Salari’s clients dominated the list of property owners who received improper tax breaks from Schenter. Salari has denied any wrongdoing.

Last week, Cooley publicly urged Noguez to resign after warning that indictments are imminent. Noguez has also denied any wrongdoing and said he has no intention of stepping down.

In addition to Schenter’s alleged crimes, Cooley said his investigators were reviewing between 100 and 200 transactions in which top Noguez aides lowered assessed property values — often for generous contributors — despite appraisals done by assessor’s office staff showing the values should be higher.

In April, Cooley’s investigators searched Noguez’s home and office. They also searched the offices of top aides Mark McNeil and Andrew Stephens, the two men Noguez appointed to oversee reductions shortly after his election in November 2010.

Investigators also searched Salari’s Phoenix-area home and business, and two Internet service providers.

Before his resignation in 2011, Schenter had worked in the assessor’s office for more than 20 years, mostly appraising properties on the Westside. He was suspended in 2009 for violating the office’s code of ethics, records show, but the documents reveal no details about the case.

In his April interview with The Times, Schenter said Noguez had promised him a promotion in the summer of 2010 when Noguez was a high-ranking assessor’s office executive running for the agency’s top job.
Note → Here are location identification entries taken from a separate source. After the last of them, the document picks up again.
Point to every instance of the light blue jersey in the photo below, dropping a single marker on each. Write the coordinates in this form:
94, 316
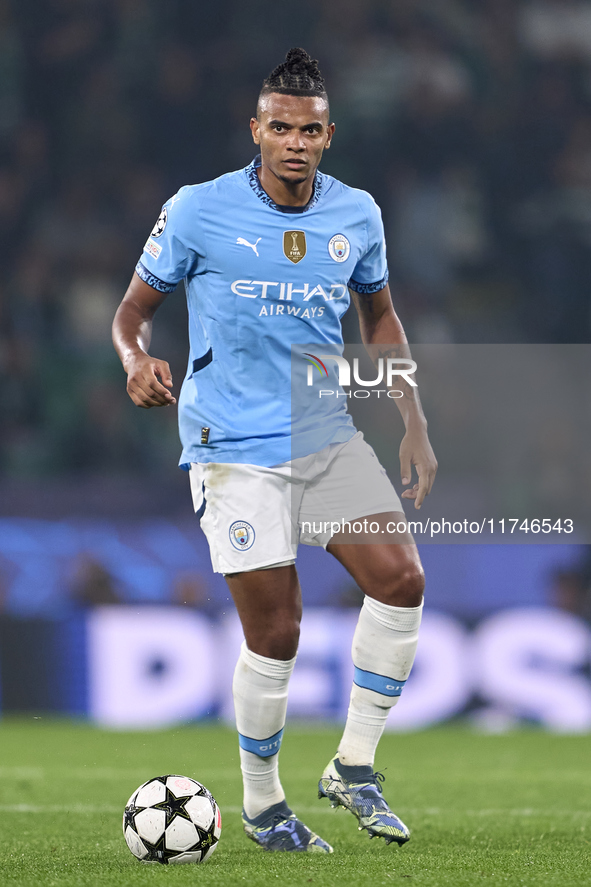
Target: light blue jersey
260, 278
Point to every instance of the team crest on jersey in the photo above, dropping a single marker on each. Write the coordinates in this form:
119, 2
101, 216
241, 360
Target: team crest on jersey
242, 535
294, 245
160, 224
339, 248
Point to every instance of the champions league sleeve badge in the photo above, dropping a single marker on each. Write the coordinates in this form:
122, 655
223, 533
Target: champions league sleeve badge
160, 224
242, 535
339, 248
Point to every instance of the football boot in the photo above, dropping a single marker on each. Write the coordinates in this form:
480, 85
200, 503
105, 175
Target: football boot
278, 828
359, 790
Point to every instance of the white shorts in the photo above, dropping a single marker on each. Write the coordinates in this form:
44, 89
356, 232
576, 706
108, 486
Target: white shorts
255, 517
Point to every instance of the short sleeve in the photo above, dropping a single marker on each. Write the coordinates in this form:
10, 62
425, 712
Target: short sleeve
371, 271
168, 254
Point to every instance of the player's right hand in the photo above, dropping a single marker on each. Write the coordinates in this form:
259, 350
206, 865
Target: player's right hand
148, 381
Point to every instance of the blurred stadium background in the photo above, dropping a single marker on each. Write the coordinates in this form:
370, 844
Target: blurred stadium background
470, 122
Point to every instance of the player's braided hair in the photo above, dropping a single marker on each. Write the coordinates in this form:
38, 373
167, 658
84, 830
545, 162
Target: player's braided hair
297, 75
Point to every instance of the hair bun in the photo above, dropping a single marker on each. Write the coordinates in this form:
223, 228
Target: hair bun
298, 74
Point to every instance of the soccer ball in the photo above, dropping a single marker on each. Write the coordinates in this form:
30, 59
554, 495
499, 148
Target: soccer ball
172, 819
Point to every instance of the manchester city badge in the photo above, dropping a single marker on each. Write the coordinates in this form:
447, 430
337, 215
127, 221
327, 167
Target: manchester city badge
242, 535
339, 248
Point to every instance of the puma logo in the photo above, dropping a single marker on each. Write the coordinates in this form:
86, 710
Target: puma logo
253, 246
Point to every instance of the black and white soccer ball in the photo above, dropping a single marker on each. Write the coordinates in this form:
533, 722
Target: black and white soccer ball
172, 819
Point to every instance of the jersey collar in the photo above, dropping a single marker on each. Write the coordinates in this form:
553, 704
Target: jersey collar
255, 184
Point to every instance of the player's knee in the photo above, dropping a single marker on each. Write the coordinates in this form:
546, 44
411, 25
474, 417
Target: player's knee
279, 641
399, 586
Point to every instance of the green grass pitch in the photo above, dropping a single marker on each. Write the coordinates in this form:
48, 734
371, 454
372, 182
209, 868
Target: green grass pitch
493, 810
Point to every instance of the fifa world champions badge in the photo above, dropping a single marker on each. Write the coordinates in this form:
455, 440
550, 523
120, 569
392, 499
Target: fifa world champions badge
242, 535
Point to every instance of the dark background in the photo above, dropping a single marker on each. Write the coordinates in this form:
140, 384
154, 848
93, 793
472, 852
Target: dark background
470, 123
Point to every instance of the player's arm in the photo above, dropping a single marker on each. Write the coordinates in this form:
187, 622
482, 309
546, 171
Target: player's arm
383, 336
148, 379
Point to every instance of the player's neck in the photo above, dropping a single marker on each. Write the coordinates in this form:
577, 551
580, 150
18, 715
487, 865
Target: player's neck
283, 193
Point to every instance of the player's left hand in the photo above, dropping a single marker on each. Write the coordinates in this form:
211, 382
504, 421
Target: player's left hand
416, 450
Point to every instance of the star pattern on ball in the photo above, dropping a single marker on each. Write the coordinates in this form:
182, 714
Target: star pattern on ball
129, 816
174, 806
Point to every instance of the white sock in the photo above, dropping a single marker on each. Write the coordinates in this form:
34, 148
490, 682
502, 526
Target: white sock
384, 647
260, 702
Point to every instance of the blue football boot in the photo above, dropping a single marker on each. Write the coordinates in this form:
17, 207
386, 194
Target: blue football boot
278, 828
358, 789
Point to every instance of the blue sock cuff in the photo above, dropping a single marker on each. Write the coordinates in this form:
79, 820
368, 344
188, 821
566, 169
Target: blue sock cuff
264, 748
377, 682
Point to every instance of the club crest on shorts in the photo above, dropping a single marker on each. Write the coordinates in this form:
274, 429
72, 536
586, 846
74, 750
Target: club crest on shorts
294, 245
160, 224
242, 535
339, 248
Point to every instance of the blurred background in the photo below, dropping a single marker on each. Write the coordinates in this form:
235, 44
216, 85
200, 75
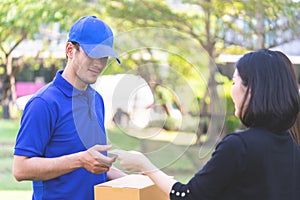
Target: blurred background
170, 97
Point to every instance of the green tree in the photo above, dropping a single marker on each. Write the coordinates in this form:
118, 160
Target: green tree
216, 25
23, 19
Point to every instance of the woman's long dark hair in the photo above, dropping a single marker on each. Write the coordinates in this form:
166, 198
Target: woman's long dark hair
274, 98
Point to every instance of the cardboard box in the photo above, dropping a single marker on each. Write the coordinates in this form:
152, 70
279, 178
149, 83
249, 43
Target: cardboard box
131, 187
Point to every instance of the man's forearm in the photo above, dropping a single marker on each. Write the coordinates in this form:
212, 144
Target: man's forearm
38, 168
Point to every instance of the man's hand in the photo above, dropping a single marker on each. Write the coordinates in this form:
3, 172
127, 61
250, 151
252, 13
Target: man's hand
94, 161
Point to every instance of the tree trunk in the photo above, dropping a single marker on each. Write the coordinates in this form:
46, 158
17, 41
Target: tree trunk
8, 90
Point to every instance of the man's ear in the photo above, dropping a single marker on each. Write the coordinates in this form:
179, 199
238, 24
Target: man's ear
69, 49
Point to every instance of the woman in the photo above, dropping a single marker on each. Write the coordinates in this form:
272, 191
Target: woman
261, 162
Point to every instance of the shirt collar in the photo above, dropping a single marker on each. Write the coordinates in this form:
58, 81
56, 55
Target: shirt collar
69, 90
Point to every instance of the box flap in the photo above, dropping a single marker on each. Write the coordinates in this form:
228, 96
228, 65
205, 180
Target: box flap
129, 181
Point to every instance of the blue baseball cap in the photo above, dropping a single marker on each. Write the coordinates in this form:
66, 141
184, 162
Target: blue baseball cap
94, 36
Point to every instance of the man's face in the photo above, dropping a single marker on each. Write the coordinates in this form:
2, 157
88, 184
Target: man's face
87, 69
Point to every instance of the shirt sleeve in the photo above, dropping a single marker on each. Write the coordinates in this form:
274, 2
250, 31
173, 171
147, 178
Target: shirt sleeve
35, 130
226, 164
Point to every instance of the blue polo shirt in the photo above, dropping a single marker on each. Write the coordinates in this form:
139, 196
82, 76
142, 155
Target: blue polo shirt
61, 120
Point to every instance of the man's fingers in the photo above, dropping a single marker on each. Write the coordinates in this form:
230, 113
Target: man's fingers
100, 148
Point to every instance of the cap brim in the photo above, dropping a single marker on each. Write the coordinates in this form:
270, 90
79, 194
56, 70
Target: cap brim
99, 51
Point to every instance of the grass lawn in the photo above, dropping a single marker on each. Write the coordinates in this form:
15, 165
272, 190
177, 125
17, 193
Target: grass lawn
180, 161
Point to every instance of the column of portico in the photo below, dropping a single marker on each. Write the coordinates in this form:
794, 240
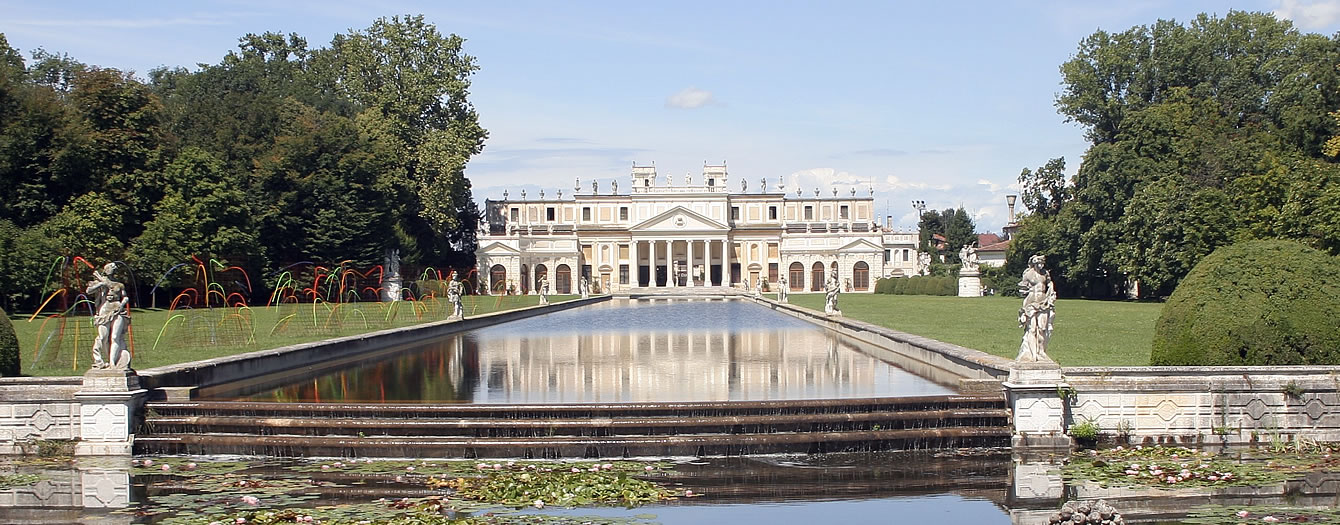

After that, Schenter said the pressure to raise money for the campaign was constant and “brutal.” Although he contributed $1,000 himself and got friends to give money, he said Noguez would call him “to say ‘Hey, Scott, we need more people; we’re way behind in donations.’ ”

Schenter said McNeil and Stephens also “kept coming at him in terms of wanting campaign contributions.”

McNeil has denied discussing contributions with Schenter or doing anything improper, but he told The Times in April that Noguez “might have” asked him to keep an eye on appeals from prominent donors.

Stephens could not be reached for comment.

Schenter said Noguez’s campaign was in debt after the election, despite having raised more than $1 million in a race in which his chief rival raised less than $50,000.

One day not long after the election, Schenter said, Noguez called him and hinted at a way to help retire the debt.

Salari, who had built a successful business representing wealthy property owners in their bids to get the assessor’s office to cut their tax bills, “had a bunch of clients on the Westside,” Schenter remembered Noguez saying.

“I knew if I reduced their property values, Salari could get them to contribute to Noguez,” Schenter said.

Salari’s attorney, Mark Werksman, has denied that Salari knew Schenter was reducing his clients’ tax bills. He said that any reductions Salari won were legitimate.

Schenter acknowledged that Noguez never specifically told him to reduce the values on the properties or told him the promotion was contingent upon his raising money for the campaign. “It was implied,” Schenter said.

Schenter resigned after his supervisor in the assessor’s Culver City office discovered the improper reductions of more than 150 high-end properties in Beverly Hills, Brentwood, Pacific Palisades and other Westside communities.

After discovering the cuts, which wiped tens of millions of dollars from the county tax rolls, officials decided that a few were warranted due to the declining real estate market, even if they had been made without proper documentation or authorization.

For the rest, officials sent letters to the property owners explaining that an error had been made and that their tax bills would go back up.

In one such case, Schenter altered the county computer system to show that a 12,000-square-foot Brentwood home previously assessed at $9.2 million in 2010 was worth only $6 million.

That got the owner, a Salari client and Noguez campaign contributor named Rouhollah Esmailzadeh, an estimated $40,000 reduction in his tax bill. A.J. Esmailzadeh, a family member who answered the phone at the Oakmont Drive estate when The Times called in March, denied any wrongdoing.

“I know for a fact that we didn’t do anything like pay off someone,” he said.

On Tuesday, Los Angeles City Council members Dennis Zine and Paul Krekorian have scheduled a news conference to propose an independent examination of properties value assessments that were significantly reduced during Noguez’s term.